Ein Besuch in der Kläranlage

Die Klär / Abwasseranlage von Hohenems
Die Klär / Abwasseranlage von Hohenems ©Pezold
Organisiert von der Gemeinde Altach und dem Abwasserverband Hohenems, gab es eine spannende Führung.
Ein Besuch in der Kläranlage

Hohenems. Bei einer Führung durch die Kläranlage in Hohenems konnten am Samstagnachmittag Kinder und Erwachsene aus der Region viel über Abwasser und Trinkwasser lernen. Ing. Werner Schättle führte seine Gäste durch die Anlage und erklärte, was mit den Unmengen von Abwasser passiert.

Aufklärung in Sachen Wasser

Silvia Wagner (Umweltausschuss Altach) und Werner Schättle freuten sich, es waren mehr Interessierte in die Kläranlage gekommen, als erwartet. Besonders erfreulich: trotz des schönen Wetters waren einige Kinder dabei. Im Aufenthaltsraum gab es ein kurzes Briefing und es wurde ein Schulfilm über die Abwasser-Aufbereitung gezeigt. Das Verbandsgebiet umfasst Altach, Mäder, Koblach, Götzis und Hohenems. „Früher wurde durch die Abwasser der Bodensee total verschmutzt (70er Jahre)”, erzählt der Leiter der Kläranlage. Man musste etwas tun, insgesamt 44 Anlagen wurden im ganzen Land gebaut, heute hat der Bodensee wieder Trinkwasserqualität.

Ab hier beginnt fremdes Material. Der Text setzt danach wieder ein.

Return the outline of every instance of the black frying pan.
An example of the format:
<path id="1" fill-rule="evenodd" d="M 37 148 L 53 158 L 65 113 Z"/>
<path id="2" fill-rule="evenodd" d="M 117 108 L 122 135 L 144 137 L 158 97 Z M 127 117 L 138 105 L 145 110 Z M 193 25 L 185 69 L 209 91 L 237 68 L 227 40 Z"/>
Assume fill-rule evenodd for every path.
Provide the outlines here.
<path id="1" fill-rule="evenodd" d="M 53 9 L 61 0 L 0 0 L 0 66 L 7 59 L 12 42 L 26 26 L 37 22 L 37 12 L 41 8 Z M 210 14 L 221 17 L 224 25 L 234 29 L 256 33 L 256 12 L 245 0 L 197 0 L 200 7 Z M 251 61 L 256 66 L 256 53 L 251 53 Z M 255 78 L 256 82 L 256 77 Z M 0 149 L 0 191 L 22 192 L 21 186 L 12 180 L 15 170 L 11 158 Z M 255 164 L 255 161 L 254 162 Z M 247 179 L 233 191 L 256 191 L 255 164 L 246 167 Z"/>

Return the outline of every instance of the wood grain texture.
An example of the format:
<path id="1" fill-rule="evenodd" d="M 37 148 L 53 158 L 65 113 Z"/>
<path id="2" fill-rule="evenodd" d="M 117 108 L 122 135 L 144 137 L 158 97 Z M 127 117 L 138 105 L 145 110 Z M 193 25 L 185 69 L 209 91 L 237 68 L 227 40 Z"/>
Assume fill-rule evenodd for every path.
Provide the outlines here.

Pro Tag gelangen 8.000 bis 10.000 m3 Abwasser in die Hohenemser Anlage, die ein Mischwassersystem betreibt, d.h. es kommt auch das Regenwasser dazu. Sechs Leute haben in der Kläranlag ihren Arbeitsplatz und sorgen rund um die Uhr dafür, dass mit dem Wasser alles in Ordnung ist. „Das Kanalsystem in Vorarlberg ist 3.300 km lang, bei uns ist Sauberkeit oberste Priorität”, erläuterte Werner Schättle. Vom Eintreffen des Wassers in der Anlage, wo die biologische Reinigung stattfindet, bis zur Weiterleitung in den Koblacher Kanal, vergehen 24 Stunden. Es gehen 25.000 m3/Jahr Schlamm in den „Faulturm” und es werden 600.000m3 Methangas = 1,2 Mio. kW/h / Jahr erzeugt, was ca. 70% der Energie ausmacht, die in der Anlage benötigt wird.

Lehrreiche Stunden

Gespannt folgten die Besucher Werner Schättle in die unterirdischen Maschinenräume, wo z.B. eine Trockenwasserpumpe (300 l/sek) und eine Nasswetterpumpe (600l/sek) stehen. Zwei Drittel der Anlage sind unterirdisch, da steht auch das Notstromaggregat, das bei Stromausfall sofort einspringt und Schlimmeres verhindert. Schättle ist stolz auf „seine” Kläranlage, die im Vergleich die modernste in Europa ist und auch im Bereich der Kosten mit „sehr gut” abschneidet. Seit 1981, als die Anlage in Betrieb genommen wurde, hat man insgesamt 24 Mio. Euro investiert. Diese Investitionen haben sich rentiert, bedenkt man, wie viel besser die Wasserqualität in diesen Jahren geworden ist.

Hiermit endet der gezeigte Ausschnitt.